# In the mist



## wolfsnaps88 (Jan 2, 2012)

Forgive the quality. I only have a camera phone right now. But i can't help taking pictures of my boys:

We walk in the mornings









Hunter

















Sargeant









Dozer









All three









A couple of bums









I just love them so much


----------



## Chocx2 (Nov 16, 2009)

Those are great pics, I love taking my dogs on walks in the woods, but I have to wait for cooler weather here, and the water to dry up so I'm jealous.


----------



## Tracy (Aug 11, 2012)

Looks a great area. Lucky dogs.:smile:


----------



## wolfsnaps88 (Jan 2, 2012)

There are a few trails but the easiest to navigate (and the one we walk the most) I measured at 1.9 miles. So we walk about 2 miles almost everyday(WITH HILLS!). Once in a while we go on longer ones.


----------



## Janet At Nutro (Mar 11, 2011)

Your pictures are really good.
It looks like a peaceful and beautiful place to take the pups!


----------



## Georgiapeach (Jan 24, 2011)

Great photos! I especially love the second one with your lab with the sun behind him - reminds me of my late lab, Chipper.


----------



## NewYorkDogue (Sep 27, 2011)

It looks like you have the trail all to yourselves. How sweet that must be...and calming.
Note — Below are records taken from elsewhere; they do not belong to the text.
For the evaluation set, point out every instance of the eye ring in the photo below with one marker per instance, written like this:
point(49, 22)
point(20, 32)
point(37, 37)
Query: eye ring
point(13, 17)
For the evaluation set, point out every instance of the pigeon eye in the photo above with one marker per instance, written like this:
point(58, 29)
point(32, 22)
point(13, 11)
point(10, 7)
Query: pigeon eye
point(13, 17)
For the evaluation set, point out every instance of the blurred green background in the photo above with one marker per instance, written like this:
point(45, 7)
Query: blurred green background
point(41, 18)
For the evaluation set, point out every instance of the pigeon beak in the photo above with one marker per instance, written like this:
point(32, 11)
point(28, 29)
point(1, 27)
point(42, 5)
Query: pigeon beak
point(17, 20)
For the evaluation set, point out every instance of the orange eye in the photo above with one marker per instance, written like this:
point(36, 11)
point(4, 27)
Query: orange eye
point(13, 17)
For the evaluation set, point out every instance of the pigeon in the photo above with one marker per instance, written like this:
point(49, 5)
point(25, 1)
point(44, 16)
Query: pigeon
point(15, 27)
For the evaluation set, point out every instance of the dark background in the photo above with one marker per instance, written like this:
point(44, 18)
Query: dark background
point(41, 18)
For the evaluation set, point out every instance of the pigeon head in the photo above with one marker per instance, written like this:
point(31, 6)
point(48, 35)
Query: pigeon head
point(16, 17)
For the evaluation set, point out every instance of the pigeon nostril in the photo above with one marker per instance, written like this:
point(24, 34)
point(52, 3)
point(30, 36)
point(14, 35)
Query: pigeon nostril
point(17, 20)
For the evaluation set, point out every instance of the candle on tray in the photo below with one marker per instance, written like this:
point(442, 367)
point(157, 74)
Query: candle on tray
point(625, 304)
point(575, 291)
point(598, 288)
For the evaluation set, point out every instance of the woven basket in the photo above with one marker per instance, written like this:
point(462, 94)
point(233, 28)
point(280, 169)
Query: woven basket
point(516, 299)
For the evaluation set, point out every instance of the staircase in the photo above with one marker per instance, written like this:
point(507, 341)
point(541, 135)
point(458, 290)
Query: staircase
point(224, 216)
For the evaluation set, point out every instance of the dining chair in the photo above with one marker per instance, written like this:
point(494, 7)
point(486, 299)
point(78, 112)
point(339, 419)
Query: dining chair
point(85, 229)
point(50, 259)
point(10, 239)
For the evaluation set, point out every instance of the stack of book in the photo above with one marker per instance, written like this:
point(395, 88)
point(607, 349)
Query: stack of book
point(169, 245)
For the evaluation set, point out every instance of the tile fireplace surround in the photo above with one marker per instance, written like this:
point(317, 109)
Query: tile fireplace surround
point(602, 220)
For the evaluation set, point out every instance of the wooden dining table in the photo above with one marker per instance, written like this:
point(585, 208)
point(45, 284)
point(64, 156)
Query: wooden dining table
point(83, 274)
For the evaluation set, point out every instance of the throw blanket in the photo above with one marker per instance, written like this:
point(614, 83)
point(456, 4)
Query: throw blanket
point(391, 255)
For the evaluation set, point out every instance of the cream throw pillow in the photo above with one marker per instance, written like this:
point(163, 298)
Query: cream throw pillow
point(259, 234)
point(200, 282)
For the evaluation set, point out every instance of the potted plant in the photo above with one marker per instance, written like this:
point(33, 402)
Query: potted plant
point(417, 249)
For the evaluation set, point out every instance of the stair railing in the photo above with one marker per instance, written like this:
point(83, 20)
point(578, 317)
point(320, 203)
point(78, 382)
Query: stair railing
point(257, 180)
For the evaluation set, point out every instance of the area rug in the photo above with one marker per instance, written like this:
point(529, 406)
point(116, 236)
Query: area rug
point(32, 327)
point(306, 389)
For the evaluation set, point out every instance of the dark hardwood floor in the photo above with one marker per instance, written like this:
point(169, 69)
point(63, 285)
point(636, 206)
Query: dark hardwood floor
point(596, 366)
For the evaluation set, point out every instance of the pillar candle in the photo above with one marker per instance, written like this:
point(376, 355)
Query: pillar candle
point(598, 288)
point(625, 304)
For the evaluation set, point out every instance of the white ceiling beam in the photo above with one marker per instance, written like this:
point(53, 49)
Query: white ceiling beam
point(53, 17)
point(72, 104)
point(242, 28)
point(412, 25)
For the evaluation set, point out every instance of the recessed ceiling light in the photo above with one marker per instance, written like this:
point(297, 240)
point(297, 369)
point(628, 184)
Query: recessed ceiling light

I would love to find a place like that where I can just hang out with my dog (without the attention/stares/questions, etc. he gets in the city.) Occasionally we will find a quiet corner of Central Park, and just sit and watch the world go by...


----------



## wolfsnaps88 (Jan 2, 2012)

I guess I take it for granted sometimes. I worry though. A few times we have run into dirt bikers and one time a bicyclist! I know someone rides a horse occasionally too and I hope we never meet! Not sure how Dozer or Sarge would react. I find going on weekdays in the morning when people are at work and school is safer (plus I get to see more wildlife!) With hunting season approaching, I am not sure what to do. There are a few tree stands and I am afraid someone might get mistaken for a groundhog (I'm looking at YOU Sarge!) I have considered orange jackets but still...makes me nervous. We mightjust walk up and down the driveway (how boring!).


----------